Well, it’s a pretty big, debt and a very cool one. The word 'debt' itself comes from the Latin verb 'debeo' - to owe. Some of our most beautiful words come from Latin, e.g., eloquence.

I have just posted a neat little exercise on derivatives for those at the early stages of their study of Latin on my profile.

Please feel free to download and use.

I thought I would also share one of my favourite English/Latin derivatives. In some ways it can be dubbed a false friend. A false friend is where the meaning of the derived word does not accurately lead you back to the meaning of the original. However, this is a lovely one, because there is a clear link between those different meanings.

Latin has the verb:

comprehendo, comprehendere, comprehendi, comprehensus

Quite understandably, if you have never met this verb before, your instinct is to think, ‘it means to understand’.

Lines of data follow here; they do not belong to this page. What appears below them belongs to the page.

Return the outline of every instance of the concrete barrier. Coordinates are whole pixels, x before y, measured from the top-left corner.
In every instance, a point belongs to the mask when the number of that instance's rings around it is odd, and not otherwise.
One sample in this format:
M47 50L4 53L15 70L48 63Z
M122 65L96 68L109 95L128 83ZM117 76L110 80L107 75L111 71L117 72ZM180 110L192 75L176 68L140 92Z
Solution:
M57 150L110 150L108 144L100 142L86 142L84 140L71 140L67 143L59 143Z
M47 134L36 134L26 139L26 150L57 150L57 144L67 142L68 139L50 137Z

My dear Latin GCSE teacher, Miss Barrett, when giving us a vocab test which included this verb said, 'if you put understand, award yourself six-thousand million minus marks’. We had to get away from the hang up of the English meaning.

So, what’s the original meaning? To seize or to arrest. Okay…erm…yes, you probably don’t think immediately of being arrested when you understand something.

But hang on! There is an exciting link. What we see here is an evolution from a physical meaning to a more mental and even emotional one.

When you understand something, you can be said to 'grasp’ the idea; an 'arresting’ poem or piece of music 'seizes’ your imagination. You 'lay hold of’ a concept.

And a 'comprehensive’ approach has grasped a good overall approach that reflects most aspects of a subject.

That is great. How wonderful language is! Do you comprehend?